軽ながら四輪全てにディスクブレーキを奢られたエスロクの制動力はなかなかのものである。ヒール&トゥで3速にシフトダウン、ブレーキの踏力を弱めるとフロントサスが伸び始め、タイヤを路面に押し付けはじめる。同時にステアリングを右に少し切る。
(いまのブレーキもっと少なくていいな...)
低ミューな路面も手伝って微妙にブレイクしたリアがトラクションを失わないようにアクセルをフラットアウト。ミドシップ特有のトラクションがこれでもかとリアタイヤをアスファルトに押し付ける。曲がって蹴る、曲がって蹴るの繰り返しだ。

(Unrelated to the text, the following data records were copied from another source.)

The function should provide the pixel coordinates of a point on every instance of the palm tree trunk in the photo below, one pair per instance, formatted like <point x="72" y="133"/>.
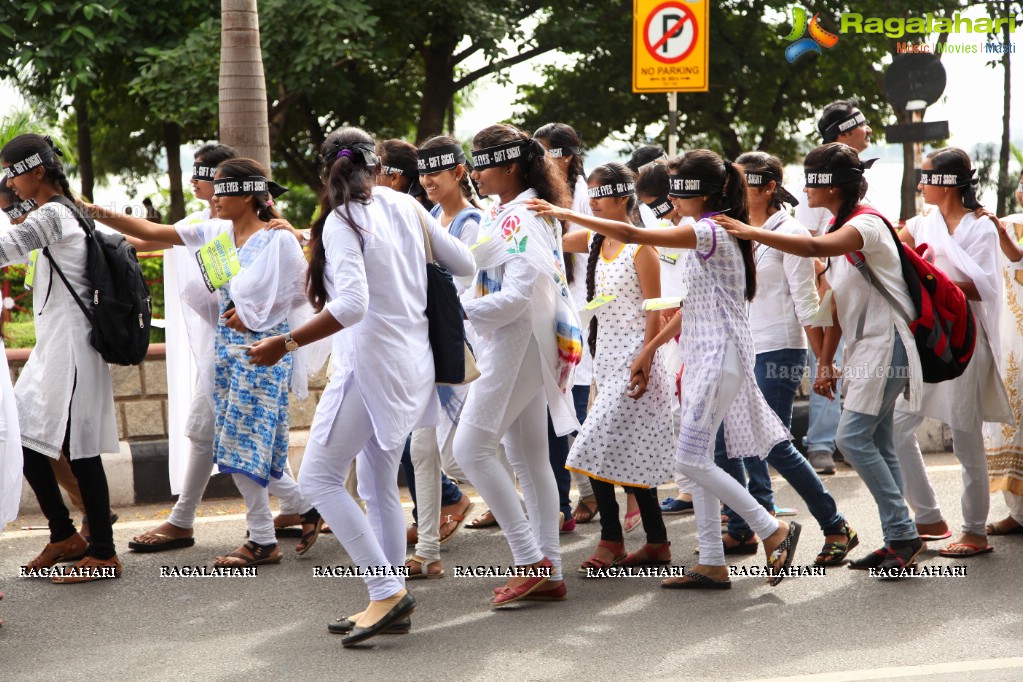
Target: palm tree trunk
<point x="1005" y="189"/>
<point x="243" y="122"/>
<point x="172" y="142"/>
<point x="84" y="131"/>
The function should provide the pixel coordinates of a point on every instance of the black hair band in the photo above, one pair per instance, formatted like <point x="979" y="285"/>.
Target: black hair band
<point x="363" y="151"/>
<point x="204" y="173"/>
<point x="686" y="185"/>
<point x="247" y="186"/>
<point x="825" y="177"/>
<point x="28" y="164"/>
<point x="762" y="177"/>
<point x="854" y="120"/>
<point x="661" y="208"/>
<point x="500" y="154"/>
<point x="560" y="152"/>
<point x="15" y="211"/>
<point x="445" y="157"/>
<point x="616" y="189"/>
<point x="939" y="179"/>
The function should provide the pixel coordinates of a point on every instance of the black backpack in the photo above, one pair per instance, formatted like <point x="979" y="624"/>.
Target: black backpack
<point x="121" y="312"/>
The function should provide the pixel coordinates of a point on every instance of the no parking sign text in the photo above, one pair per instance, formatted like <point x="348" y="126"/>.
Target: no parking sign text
<point x="669" y="45"/>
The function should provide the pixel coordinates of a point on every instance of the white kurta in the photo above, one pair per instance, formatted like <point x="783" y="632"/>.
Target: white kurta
<point x="714" y="317"/>
<point x="787" y="293"/>
<point x="62" y="358"/>
<point x="520" y="301"/>
<point x="868" y="358"/>
<point x="970" y="254"/>
<point x="10" y="447"/>
<point x="377" y="291"/>
<point x="190" y="317"/>
<point x="623" y="440"/>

次、左ヘアピン。ヒール&トゥで2速までシフトダウン、レブは6500。ノーズをインクリップまで滑り込ませ、早めにアクセルON。ガードレールすれすれでその小さな車体は加速する。3速にシフトアップ、一瞬のアクセルオフで荷重移動を起こし次の右をクリアする。ヘッドライトが照らすのは次の緩い右に振られてからキツい左に振替す複合コーナー。ここのクリアは大きく分けて二通りある。右コーナーをギリギリまでインカットしていきなり左コーナーのインクリップめがけて突っ込むライン。つまるところ、複合コーナーを一つのコーナーとしてクリアするスタイル。もう一つは右コーナーでブレーキしながらリアタイヤの荷重を抜きそこから一気に振替して左を刺すスタイル。選択するのは前者だ。右クリップ通過時にフルブレーキ、左のインクリップを取りステップの軽い足を駆使して一気にクリアする。この些か無理のあるラインを選択しても、この車ならインクリップを過ぎた辺りからはフラットアウトで行ける。
うなるエンジン、ギアは3速ホールド、8つ連続する中速コーナーのスラロームは一つでもラインを踏み外そうものなら、たちまち失速してしまう。8つ目を立ち上がり、速度を保つためアウトクリップを最大にとる。続く左から右への連続ヘアピンコーナー、2速へシフトダウン、ブレーキで流し、アクセルでグリップ!車は応え、アウトインミドルのラインを難なく纏める。そのまま次の右へアクセルオフでターンイン!流れ出すケツをアクセルで押さえつけ、加速する!シフトを3速に叩き込む。次が最終コーナー、大きく回り込み出口のRがキツくなる左コーナー。出口のインクリップに合わせアウトミドルインをトレースする。失速を嫌い、舵角は最小限にアクセルでコントロールする。よし、クリア!4速へシフトアップ、ゴール!
ふぅー
ダウンヒルTA区間が終わり、一気に緊張状態が解ける。シフトを6速へ入れてテンションと共にレブも落とす。ここから先は住宅街もあり、なるべく音量を抑えて走るというのは俺らの「世代」のルールだった。まあもとよりこのエスロクはほぼ純正部品のため、そこまで騒音が激しい訳ではないが、どんな車であれレットゾーン付近をブイブイ言わせる音は住民にしてみれば安眠妨害甚だしいことは容易に察しがつく。ここから先は走り屋ではなく単なる安全運転な一般車だ。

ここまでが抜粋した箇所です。